Can Robots Change Surgeons?

Are you aware of the issue of getting replaced by machines in the surgery room? Are you familiar with the question of whether or not machines will take over surgeonship? It’s certainly an interesting issue to ponder.

The issue may be addressed in this way: that humans and machines can do different things well enough to compete with each other, but machines will never be as good as people, for reasons that don’t have anything to do with intelligence or heart or muscles. The machines will never match the surgeons in their natural habitat. If that’s true, it’s obviously true.

A short question for another time, but how much competition will there be between human surgeons and the machines? How much more will a machine cost than a human surgeon? In other words, what will the operating room look like when we’re all replaced by computers?

If you asked me a decade ago, I would have laughed at you and I would have told you there was no way to get a robotic surgeon onto the operating table. However, times have changed and we’re slowly changing our attitudes toward humans and machines.

Machines can often perform surgery better than people. These machines can even look better than humans! Just ask anyone who has had cosmetic surgery. Of course, these people will say they got the procedure done, but they also say that they were satisfied with the results because the procedure looks so much better than it did before.

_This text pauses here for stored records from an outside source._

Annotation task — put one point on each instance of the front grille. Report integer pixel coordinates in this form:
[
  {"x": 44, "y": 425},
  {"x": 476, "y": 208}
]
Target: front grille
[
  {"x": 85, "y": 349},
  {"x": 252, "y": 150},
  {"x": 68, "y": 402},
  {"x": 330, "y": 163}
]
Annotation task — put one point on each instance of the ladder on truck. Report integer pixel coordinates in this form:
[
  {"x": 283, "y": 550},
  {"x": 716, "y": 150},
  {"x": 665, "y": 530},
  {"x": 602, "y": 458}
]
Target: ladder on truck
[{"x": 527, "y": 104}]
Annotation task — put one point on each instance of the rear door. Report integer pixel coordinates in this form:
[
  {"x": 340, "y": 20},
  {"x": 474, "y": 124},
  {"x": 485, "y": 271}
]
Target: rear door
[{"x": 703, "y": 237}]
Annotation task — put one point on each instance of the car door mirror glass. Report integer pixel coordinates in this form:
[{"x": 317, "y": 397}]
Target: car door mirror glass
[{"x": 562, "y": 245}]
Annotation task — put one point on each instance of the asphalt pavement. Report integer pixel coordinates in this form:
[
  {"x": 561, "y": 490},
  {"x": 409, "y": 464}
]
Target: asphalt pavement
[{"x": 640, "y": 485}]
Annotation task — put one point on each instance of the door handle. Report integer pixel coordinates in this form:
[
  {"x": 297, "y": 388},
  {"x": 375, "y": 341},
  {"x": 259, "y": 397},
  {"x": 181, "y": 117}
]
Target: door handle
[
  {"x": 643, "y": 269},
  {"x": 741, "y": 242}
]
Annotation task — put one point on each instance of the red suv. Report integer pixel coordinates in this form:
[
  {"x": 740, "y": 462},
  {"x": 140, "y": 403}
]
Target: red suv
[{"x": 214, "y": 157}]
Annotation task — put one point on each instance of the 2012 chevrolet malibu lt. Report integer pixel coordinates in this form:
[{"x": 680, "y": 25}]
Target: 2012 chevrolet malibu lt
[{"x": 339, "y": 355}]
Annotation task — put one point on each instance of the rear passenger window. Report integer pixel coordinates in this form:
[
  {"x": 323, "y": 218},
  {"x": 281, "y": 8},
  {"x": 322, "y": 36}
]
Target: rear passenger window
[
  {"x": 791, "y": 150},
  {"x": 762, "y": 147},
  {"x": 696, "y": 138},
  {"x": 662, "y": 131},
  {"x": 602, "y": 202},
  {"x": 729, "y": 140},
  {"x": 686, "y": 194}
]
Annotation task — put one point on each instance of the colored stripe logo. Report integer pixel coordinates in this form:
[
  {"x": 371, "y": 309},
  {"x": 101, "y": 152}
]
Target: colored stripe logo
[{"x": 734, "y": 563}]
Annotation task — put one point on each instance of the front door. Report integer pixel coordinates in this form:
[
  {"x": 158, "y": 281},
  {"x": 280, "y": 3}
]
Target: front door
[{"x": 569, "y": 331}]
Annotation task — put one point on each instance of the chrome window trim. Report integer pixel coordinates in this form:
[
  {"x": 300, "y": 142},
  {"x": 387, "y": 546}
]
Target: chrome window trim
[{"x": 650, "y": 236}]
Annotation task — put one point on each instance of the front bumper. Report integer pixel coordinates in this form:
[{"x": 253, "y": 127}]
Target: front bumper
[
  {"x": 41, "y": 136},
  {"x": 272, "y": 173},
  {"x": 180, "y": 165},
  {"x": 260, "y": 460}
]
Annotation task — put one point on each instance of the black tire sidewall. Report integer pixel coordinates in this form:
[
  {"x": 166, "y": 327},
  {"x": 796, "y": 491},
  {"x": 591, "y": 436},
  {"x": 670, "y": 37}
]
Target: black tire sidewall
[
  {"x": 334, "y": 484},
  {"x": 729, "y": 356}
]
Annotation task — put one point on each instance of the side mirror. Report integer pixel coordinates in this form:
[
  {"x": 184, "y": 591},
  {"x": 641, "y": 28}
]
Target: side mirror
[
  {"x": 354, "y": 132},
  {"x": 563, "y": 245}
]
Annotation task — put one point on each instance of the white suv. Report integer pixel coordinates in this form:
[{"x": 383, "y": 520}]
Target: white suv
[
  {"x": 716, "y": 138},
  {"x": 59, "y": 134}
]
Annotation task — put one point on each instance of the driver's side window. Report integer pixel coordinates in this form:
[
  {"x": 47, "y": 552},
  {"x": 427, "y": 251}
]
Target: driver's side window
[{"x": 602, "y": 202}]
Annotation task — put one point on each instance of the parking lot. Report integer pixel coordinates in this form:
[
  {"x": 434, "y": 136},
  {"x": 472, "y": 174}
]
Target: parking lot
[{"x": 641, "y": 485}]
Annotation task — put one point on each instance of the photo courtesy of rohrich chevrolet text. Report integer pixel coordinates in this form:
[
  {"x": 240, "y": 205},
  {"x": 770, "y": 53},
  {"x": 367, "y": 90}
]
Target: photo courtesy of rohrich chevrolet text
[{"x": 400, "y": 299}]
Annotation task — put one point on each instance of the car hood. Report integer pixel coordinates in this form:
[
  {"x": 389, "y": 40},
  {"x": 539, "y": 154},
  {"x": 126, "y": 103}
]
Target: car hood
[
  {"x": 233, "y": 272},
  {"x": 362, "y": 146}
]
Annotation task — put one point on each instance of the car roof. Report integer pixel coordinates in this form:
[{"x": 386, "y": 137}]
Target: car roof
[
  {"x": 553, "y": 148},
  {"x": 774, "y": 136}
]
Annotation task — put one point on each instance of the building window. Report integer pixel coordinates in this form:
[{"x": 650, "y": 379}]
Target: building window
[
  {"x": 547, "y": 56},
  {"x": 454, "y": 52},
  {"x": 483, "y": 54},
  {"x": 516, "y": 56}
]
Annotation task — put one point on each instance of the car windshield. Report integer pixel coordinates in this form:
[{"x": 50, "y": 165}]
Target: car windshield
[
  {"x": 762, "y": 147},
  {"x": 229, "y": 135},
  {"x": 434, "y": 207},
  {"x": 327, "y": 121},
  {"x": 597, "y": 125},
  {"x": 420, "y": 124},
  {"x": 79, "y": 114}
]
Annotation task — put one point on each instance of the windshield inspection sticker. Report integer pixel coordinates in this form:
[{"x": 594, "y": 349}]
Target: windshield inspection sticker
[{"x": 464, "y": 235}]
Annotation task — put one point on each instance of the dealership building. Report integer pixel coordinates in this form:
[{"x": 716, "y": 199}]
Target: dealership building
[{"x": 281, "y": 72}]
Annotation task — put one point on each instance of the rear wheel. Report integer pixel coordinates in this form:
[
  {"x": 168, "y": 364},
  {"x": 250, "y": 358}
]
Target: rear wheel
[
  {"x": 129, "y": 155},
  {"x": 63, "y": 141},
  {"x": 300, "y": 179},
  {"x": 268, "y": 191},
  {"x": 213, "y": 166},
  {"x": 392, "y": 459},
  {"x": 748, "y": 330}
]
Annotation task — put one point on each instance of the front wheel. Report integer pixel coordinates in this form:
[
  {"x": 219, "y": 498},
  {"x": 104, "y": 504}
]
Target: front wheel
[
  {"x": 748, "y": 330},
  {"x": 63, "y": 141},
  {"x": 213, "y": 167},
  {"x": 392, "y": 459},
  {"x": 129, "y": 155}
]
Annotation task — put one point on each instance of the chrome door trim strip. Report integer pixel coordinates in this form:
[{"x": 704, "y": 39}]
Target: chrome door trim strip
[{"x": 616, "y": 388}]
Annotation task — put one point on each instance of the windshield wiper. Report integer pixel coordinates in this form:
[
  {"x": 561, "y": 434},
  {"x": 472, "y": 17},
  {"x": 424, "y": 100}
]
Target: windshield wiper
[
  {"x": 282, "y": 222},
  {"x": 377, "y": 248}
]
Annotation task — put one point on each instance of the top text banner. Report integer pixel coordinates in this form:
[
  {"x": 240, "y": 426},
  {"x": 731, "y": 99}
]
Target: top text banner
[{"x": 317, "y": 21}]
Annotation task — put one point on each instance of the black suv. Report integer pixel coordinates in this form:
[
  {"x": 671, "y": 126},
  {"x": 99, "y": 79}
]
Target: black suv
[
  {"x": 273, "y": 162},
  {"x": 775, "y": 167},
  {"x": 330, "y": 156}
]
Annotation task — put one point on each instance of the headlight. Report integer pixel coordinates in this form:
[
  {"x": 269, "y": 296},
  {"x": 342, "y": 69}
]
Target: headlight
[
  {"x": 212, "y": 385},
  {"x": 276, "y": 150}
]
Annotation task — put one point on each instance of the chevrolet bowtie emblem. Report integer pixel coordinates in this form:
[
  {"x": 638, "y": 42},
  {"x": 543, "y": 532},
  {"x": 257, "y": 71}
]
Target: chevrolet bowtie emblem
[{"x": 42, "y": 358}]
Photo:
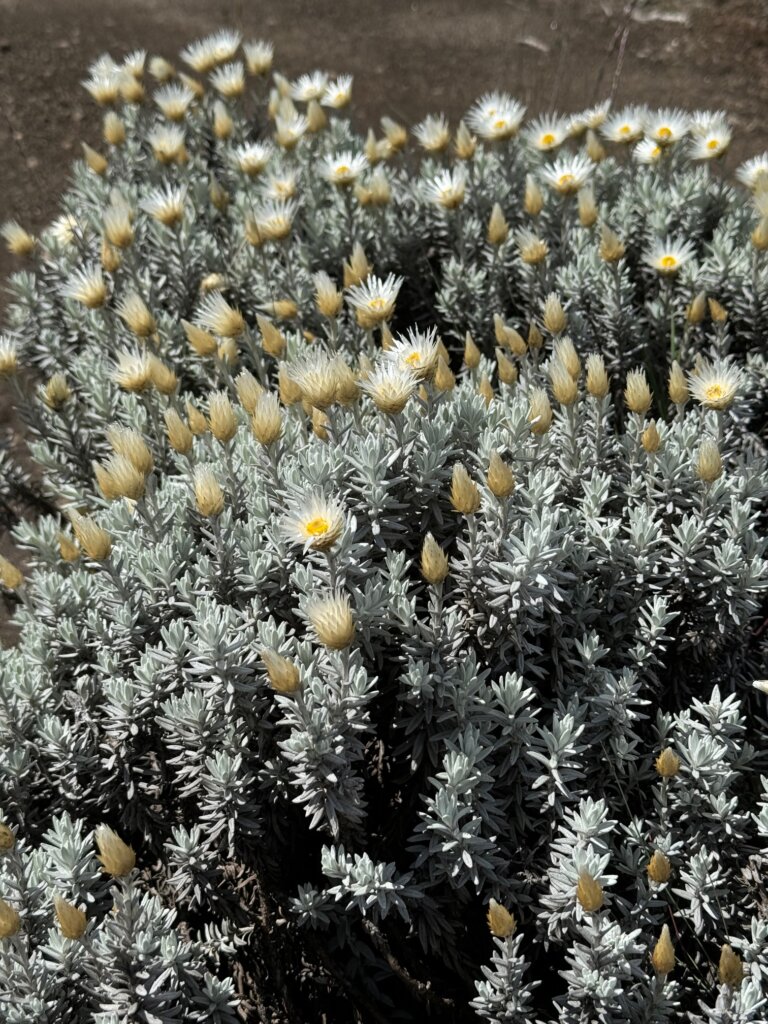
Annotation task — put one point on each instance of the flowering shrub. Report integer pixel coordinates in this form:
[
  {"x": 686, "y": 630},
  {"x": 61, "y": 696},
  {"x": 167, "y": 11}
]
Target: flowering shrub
[{"x": 407, "y": 583}]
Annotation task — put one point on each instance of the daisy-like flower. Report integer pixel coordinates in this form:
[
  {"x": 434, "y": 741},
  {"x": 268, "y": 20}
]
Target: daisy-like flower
[
  {"x": 316, "y": 376},
  {"x": 87, "y": 286},
  {"x": 374, "y": 299},
  {"x": 338, "y": 93},
  {"x": 281, "y": 187},
  {"x": 647, "y": 152},
  {"x": 668, "y": 257},
  {"x": 593, "y": 118},
  {"x": 174, "y": 100},
  {"x": 251, "y": 158},
  {"x": 205, "y": 54},
  {"x": 433, "y": 133},
  {"x": 496, "y": 116},
  {"x": 229, "y": 81},
  {"x": 344, "y": 169},
  {"x": 166, "y": 205},
  {"x": 215, "y": 314},
  {"x": 712, "y": 142},
  {"x": 754, "y": 173},
  {"x": 289, "y": 128},
  {"x": 390, "y": 386},
  {"x": 666, "y": 127},
  {"x": 716, "y": 385},
  {"x": 314, "y": 521},
  {"x": 311, "y": 86},
  {"x": 567, "y": 174},
  {"x": 167, "y": 143},
  {"x": 259, "y": 55},
  {"x": 546, "y": 133},
  {"x": 625, "y": 126},
  {"x": 416, "y": 352},
  {"x": 446, "y": 188}
]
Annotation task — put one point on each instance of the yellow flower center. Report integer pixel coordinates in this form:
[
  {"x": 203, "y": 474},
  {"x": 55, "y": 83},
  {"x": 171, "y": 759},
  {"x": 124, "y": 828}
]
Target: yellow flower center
[{"x": 316, "y": 526}]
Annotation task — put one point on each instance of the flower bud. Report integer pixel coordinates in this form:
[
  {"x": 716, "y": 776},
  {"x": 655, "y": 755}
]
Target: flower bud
[
  {"x": 209, "y": 497},
  {"x": 668, "y": 763},
  {"x": 663, "y": 956},
  {"x": 10, "y": 922},
  {"x": 589, "y": 892},
  {"x": 72, "y": 922},
  {"x": 637, "y": 393},
  {"x": 464, "y": 494},
  {"x": 501, "y": 479},
  {"x": 658, "y": 867},
  {"x": 650, "y": 438},
  {"x": 710, "y": 463},
  {"x": 730, "y": 969},
  {"x": 116, "y": 856},
  {"x": 333, "y": 622},
  {"x": 501, "y": 923},
  {"x": 284, "y": 675},
  {"x": 434, "y": 562}
]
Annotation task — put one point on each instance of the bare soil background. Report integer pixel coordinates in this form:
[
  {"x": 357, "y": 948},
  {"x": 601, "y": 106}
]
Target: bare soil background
[{"x": 409, "y": 57}]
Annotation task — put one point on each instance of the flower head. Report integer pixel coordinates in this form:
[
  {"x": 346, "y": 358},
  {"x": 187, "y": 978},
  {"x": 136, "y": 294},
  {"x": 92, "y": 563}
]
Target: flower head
[
  {"x": 496, "y": 116},
  {"x": 315, "y": 522},
  {"x": 374, "y": 299},
  {"x": 716, "y": 385}
]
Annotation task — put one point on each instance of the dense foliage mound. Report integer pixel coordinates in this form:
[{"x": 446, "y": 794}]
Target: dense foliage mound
[{"x": 397, "y": 640}]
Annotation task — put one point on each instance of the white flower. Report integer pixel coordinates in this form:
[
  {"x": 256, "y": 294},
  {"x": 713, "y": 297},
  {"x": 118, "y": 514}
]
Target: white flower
[
  {"x": 205, "y": 54},
  {"x": 165, "y": 204},
  {"x": 670, "y": 256},
  {"x": 625, "y": 126},
  {"x": 647, "y": 152},
  {"x": 314, "y": 521},
  {"x": 712, "y": 142},
  {"x": 666, "y": 127},
  {"x": 174, "y": 100},
  {"x": 448, "y": 187},
  {"x": 310, "y": 86},
  {"x": 716, "y": 384},
  {"x": 251, "y": 158},
  {"x": 374, "y": 299},
  {"x": 592, "y": 118},
  {"x": 338, "y": 93},
  {"x": 754, "y": 173},
  {"x": 546, "y": 133},
  {"x": 259, "y": 56},
  {"x": 390, "y": 386},
  {"x": 416, "y": 352},
  {"x": 229, "y": 81},
  {"x": 343, "y": 169},
  {"x": 496, "y": 116},
  {"x": 567, "y": 174},
  {"x": 432, "y": 133},
  {"x": 86, "y": 286}
]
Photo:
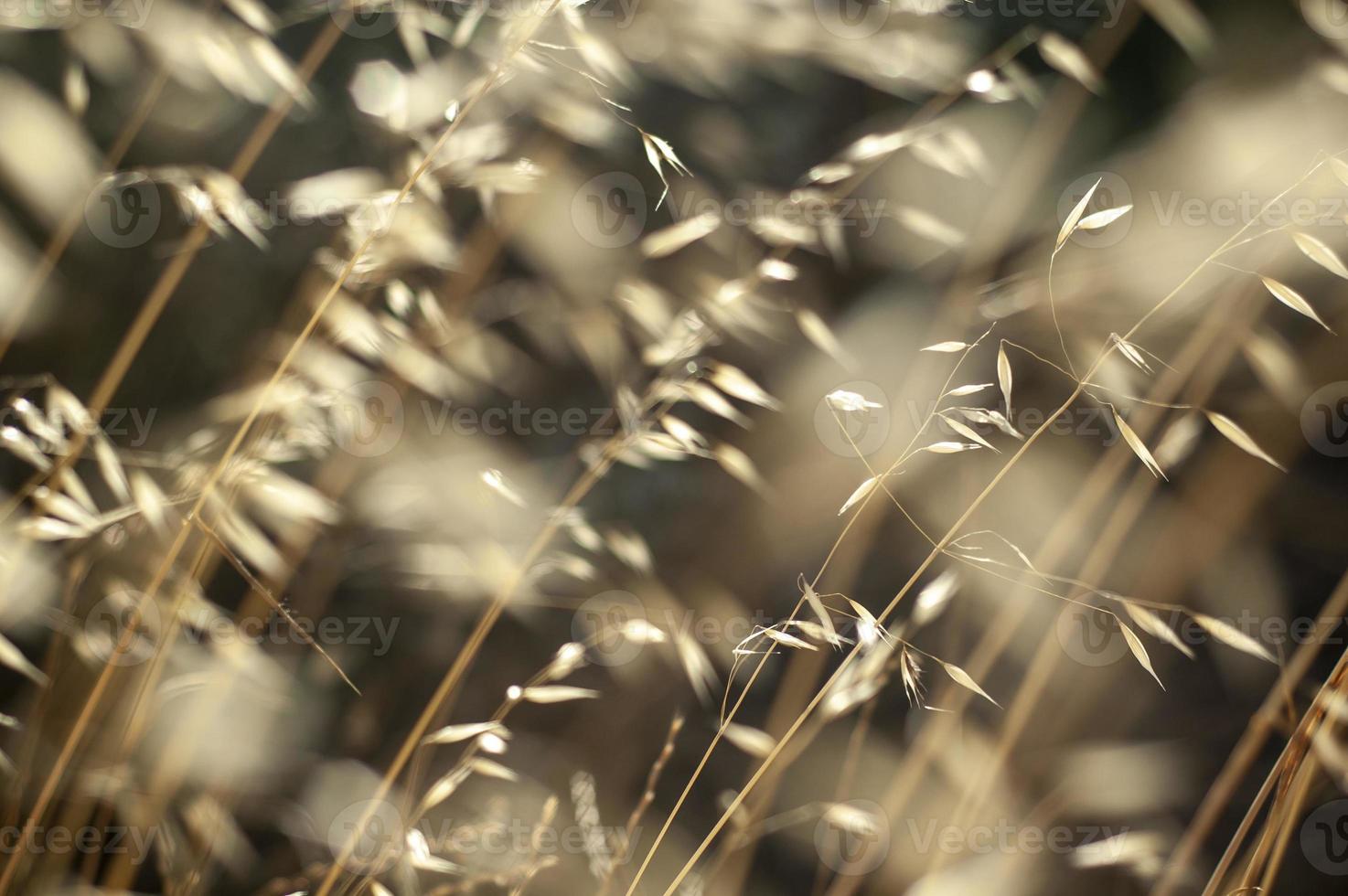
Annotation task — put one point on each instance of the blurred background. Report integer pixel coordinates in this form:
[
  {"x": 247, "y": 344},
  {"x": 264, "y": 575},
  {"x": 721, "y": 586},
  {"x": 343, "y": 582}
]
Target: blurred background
[{"x": 511, "y": 326}]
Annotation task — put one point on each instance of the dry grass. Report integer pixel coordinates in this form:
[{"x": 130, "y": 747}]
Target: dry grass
[{"x": 596, "y": 508}]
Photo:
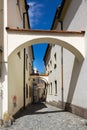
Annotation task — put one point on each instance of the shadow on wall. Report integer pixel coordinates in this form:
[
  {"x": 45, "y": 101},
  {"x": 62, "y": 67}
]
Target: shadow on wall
[{"x": 75, "y": 74}]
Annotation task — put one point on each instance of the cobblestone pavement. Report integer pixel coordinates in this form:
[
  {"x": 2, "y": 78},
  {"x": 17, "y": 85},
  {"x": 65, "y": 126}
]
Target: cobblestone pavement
[{"x": 46, "y": 117}]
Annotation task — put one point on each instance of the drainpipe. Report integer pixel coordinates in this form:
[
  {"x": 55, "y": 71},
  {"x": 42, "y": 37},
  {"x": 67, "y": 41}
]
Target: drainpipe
[
  {"x": 62, "y": 86},
  {"x": 24, "y": 71},
  {"x": 1, "y": 85},
  {"x": 24, "y": 81}
]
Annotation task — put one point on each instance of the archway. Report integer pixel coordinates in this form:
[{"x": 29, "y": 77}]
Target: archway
[{"x": 70, "y": 41}]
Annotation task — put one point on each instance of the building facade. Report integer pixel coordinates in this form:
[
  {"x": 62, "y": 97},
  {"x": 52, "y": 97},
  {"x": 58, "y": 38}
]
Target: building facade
[
  {"x": 70, "y": 75},
  {"x": 15, "y": 86}
]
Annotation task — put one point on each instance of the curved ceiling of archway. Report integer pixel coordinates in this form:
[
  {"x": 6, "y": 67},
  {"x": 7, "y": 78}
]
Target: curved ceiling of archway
[{"x": 59, "y": 42}]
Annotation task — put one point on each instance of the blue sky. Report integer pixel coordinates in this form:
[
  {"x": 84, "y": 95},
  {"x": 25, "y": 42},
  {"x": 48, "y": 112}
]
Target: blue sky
[{"x": 41, "y": 15}]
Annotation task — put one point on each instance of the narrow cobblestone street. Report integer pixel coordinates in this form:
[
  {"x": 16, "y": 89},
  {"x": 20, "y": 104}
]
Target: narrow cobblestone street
[{"x": 42, "y": 116}]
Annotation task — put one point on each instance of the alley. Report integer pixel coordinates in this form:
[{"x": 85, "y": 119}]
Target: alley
[{"x": 42, "y": 116}]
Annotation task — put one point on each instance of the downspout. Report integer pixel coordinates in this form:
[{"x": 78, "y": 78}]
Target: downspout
[
  {"x": 24, "y": 72},
  {"x": 62, "y": 85},
  {"x": 24, "y": 81}
]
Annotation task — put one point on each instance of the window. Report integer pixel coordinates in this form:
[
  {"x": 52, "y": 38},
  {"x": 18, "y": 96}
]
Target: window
[
  {"x": 19, "y": 8},
  {"x": 55, "y": 87}
]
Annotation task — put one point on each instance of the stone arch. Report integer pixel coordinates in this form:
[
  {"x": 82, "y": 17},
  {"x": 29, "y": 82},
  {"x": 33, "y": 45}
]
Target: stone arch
[
  {"x": 72, "y": 41},
  {"x": 59, "y": 42}
]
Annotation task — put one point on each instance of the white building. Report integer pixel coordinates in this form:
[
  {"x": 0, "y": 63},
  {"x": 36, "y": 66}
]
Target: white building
[
  {"x": 67, "y": 82},
  {"x": 15, "y": 86},
  {"x": 72, "y": 70}
]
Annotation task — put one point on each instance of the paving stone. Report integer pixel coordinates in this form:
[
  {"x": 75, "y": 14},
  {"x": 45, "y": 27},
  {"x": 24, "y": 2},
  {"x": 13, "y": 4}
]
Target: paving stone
[{"x": 47, "y": 117}]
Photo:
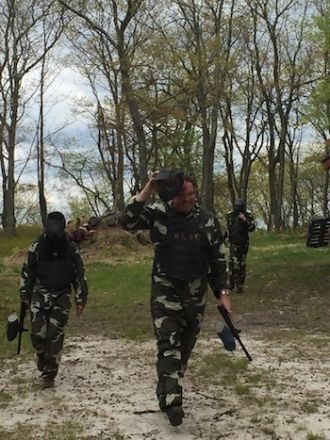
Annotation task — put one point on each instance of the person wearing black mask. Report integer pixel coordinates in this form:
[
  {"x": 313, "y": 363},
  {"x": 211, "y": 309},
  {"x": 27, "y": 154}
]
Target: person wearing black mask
[
  {"x": 52, "y": 267},
  {"x": 240, "y": 223}
]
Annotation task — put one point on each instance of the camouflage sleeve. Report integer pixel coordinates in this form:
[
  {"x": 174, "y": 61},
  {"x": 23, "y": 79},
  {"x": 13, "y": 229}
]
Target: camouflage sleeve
[
  {"x": 137, "y": 215},
  {"x": 250, "y": 222},
  {"x": 28, "y": 274},
  {"x": 217, "y": 276},
  {"x": 80, "y": 282}
]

Of course, surgical procedures have to be better in some ways if we want them to be as good as possible. The best way to do that is to use machines as many times as possible, and as many times as humans can perform the procedure, without giving them any risks to make the procedure less efficient. The same is true for any surgical procedure.

We know, of course, that machines are cheaper than human surgeons. We also know that the same cost of a machine may save a lot of money in terms of mistakes because of lack of experience.

The bigger issue with humans vs. machines will probably be the price of operations and the possibility of losing human life as a result of inadequate technology. Think about how expensive the costs of prostate cancer drugs used to be when only humans could be targeted.

Will our government allow it to happen again? And, how long will it take to build an artificial intelligence capable of doing everything humans do?

Should we have lower expectations for machines that can make real operations better than humans? What about brain surgeries? How long will it take for a computer to understand what it is to heal?

At some point we would find that all the machines could do all the operations that humans could. Would that be true? Will machines surpass the surgeons in surgeries someday?

Maybe we’d see surgery using robotics, but will that happen in our lifetime? Only time will tell.